1. Uyuşmazlık ve Hukuki Nitelendirme

Uyuşmazlık, kadastro öncesi nedene dayalı tapu iptali ve tescil istemine ilişkindir.

2. İlgili Hukuk

6100 sayılı Hukuk Muhakemeleri Kanunu'nun 190/1. maddesinde; "İspat yükü, kanunda özel bir düzenleme bulunmadıkça, iddia edilen vakıaya bağlanan hukuki sonuçtan kendi lehine hak çıkaran tarafa aittir."

4721 sayılı ... Medeni Kanunu'nun 6. maddesinde; "Kanunda aksine bir hüküm bulunmadıkça, taraflardan her biri, hakkını dayandırdığı olguların varlığını ispatla yükümlüdür."

3402 sayılı Kadastro Kanunu'nun 14. maddesinde; "Tapuda kayıtlı olmayan ve aynı çalışma alanı içinde bulunan ve toplam yüzölçümü sulu toprakta 40, kuru toprakta 100 dönüme kadar olan (40 ve 100 dönüm dahil) bir veya birden fazla taşınmaz mal, çekişmesiz ve aralıksız en az yirmi yıldan beri malik sıfatıyla zilyetliğini belgelerle veya bilirkişi veyahut tanık beyanlarıyla ispat eden zilyedi adına tespit edilir."

3. Değerlendirme

1. Temyiz olunan nihai kararların bozulması 6100 sayılı HMK'nın geçici 3/2. maddesinin yollamasıyla 1086 sayılı HUMK'nın uygulanacağı davalar yönünden HUMK'nın 428. maddesinde yer alan sebeplerden birinin varlığı halinde mümkündür.

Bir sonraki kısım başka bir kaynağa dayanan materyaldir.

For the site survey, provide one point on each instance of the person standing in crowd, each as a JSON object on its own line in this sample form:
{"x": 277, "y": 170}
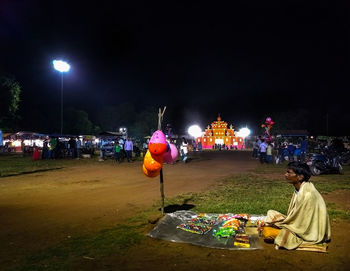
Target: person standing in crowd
{"x": 184, "y": 150}
{"x": 262, "y": 151}
{"x": 128, "y": 147}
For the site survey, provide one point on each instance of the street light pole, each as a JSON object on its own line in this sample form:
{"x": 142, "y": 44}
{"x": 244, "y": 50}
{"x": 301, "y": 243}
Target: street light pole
{"x": 62, "y": 67}
{"x": 61, "y": 103}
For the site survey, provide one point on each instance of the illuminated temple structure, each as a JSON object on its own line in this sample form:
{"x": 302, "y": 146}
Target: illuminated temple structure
{"x": 218, "y": 134}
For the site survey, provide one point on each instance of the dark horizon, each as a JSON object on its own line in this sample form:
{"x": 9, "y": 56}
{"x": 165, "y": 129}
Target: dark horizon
{"x": 246, "y": 62}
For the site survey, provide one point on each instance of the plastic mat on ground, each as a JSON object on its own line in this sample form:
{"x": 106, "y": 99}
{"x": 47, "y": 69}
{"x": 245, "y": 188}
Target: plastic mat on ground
{"x": 224, "y": 231}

2. Temyizen incelenen karar, tarafların karşılıklı iddia ve savunmalarına, dayandıkları belgelere, uyuşmazlığa uygulanması gereken hukuk kuralları ile hukuki ilişkinin nitelendirilmesine, dava şartlarına, yargılama ve ispat kuralları ile kararda belirtilen gerekçelere göre usul ve kanuna uygun olup davacılar vekili tarafından temyiz dilekçesinde ileri sürülen nedenler kararın bozulmasını gerektirecek nitelikte görülmemiştir.

VI. KARAR

Açıklanan sebeplerle;

Davacılar vekilinin yerinde görülmeyen tüm temyiz itirazlarının reddi ile usul ve kanuna uygun olan kararın ONANMASINA,

Aşağıda yazılı 120,60 TL bakiye onama harcının davacılardan alınmasına,

Dosyanın Mahkemesine gönderilmesine,

03.07.2023 tarihinde kesin olmak üzere oy birliğiyle karar verildi.